Members disassocaite themselves from decision to name a new building after controversial professor

Two members of the governing body of University College Cork have criticised the decision by university management to honour controversial Nobel laureate, Prof James Watson by naming a building at the Cork campus after him.

Dr Piaras Mac Éinrí, a lecturer in geography and Dr Angela Flynn, a lecturer in midwifery, said that as elected members of the governing body of UCC, they wished to formally disassociate themselves from the decision to name a new building after Prof Watson.

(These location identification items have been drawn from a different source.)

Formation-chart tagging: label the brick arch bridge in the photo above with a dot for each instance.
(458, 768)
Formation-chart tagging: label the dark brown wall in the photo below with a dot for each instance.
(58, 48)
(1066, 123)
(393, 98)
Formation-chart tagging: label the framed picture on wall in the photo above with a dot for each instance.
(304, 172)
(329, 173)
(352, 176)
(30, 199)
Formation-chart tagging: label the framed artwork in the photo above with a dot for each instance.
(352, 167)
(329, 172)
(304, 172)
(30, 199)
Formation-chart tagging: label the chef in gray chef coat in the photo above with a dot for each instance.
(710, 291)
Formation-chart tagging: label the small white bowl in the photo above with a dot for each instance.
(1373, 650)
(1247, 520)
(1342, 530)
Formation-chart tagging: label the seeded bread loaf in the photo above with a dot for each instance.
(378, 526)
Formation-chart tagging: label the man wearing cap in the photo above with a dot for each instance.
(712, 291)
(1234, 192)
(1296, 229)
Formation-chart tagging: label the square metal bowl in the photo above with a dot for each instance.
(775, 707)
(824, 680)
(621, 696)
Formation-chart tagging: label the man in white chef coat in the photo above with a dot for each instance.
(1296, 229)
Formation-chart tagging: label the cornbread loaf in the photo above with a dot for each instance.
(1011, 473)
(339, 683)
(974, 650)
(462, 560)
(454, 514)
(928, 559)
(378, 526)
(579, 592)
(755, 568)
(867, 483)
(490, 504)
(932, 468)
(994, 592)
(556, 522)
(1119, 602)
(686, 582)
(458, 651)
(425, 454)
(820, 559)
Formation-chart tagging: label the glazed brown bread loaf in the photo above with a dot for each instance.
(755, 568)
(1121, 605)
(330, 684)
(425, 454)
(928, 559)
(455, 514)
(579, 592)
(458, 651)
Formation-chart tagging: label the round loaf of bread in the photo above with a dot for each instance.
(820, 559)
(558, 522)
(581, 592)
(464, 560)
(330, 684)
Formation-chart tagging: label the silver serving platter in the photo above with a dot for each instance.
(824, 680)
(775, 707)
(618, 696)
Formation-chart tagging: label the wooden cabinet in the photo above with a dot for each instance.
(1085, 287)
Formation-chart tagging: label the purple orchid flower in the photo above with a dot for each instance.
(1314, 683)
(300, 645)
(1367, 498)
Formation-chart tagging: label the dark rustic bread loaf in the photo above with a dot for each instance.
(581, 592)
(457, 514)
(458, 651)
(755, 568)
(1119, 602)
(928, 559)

"Prof Watson is an eminent scientist who was awarded the Nobel Prize in 1962, with Professor Francis Crick, for describing the double helix structure of DNA. However, he has been responsible for unfounded, unscientific and inaccurate statements of a racist and misogynistic nature," they said

“In the circumstances we do not believe that it is appropriate to honour Prof Watson by naming a building after him. Moreover, we believe that such a decision is grossly disrespectful, in particular, to women and ethnic minority members of staff and the student community.”


Prof Watson was in UCC on Wednesday where a building at the Brookfield Health Sciences complex was named in his honour.

However Prof Watson has proven a controversial figure in the world of science and beyond, over his 2007 comments regarding Africans in a Sunday Times interview. He suggested that black Africans were less intelligent than white people.

In the interview, Prof Watson said that he was”inherently gloomy about the prospect of Africa” because “all our social policies are based on the fact that their intelligence is the same as ours, whereas all the testing says not really”.

He went on to say in the interview with his former student, Charlotte Hunt-Grubbe that it was his hope that everyone was equal but the reality was that “people who have to deal with black employees find this not true”.

Prof Watson was compelled to resign from the Cold Spring Harbor Laboratory on New York’s Long Island and he apologised for his comments, telling the BBC in 2008 that “I have never thought of myself as a racist. I don’t see myself as a racist. I am mortified by it. It was the worst thing in my life.”

However Prof Watson has also proven a controversial figure due to his comments on women and sexuality, telling a British newspaper in 1997 that a woman should have the right to abort her unborn child if tests could determine it would be homosexual.

He has also argued in favour of genetic screening and engineering on the basis that “stupidity” could one day be cured and he has claimed that beauty could be genetically manufactured, saying: “People say it would be terrible if we made all girls pretty. I think it would great.”

The criticism by Dr Mac Éinrí and Dr Flynn follows similar comments by former Green Party TD, Dan Boyle who said that he could see no good reason why UCC which awarded Dr Watson an honorary doctorate in 2010, was now honouring him by naming a building after him.

The university could not divorce Prof Watson’s scientific achievements from his view on race and he had “big question marks over his character because of what he has said about African people” and “what he perceives as a general lack of intelligence.”

However UCC defended its decision, describing Prof Watson as “a scientist of world renown who is responsible for one of the most profound discoveries of the 20th century” and the university was pleased to acknowledge his scientific prowess.

“In naming this facility after Dr Watson we are building on his contribution to science and recognising his strong association with UCC as an honorary doctorate alumnus and scientific advisor to many UCC researchers.

"The decision to name the building was made within the recognised university processes and the President informed Governing Body of this decision," said UCC in a statement adding that Prof Watson's grandmother came from Co Tipperary and he was proud of his Irish ancestry.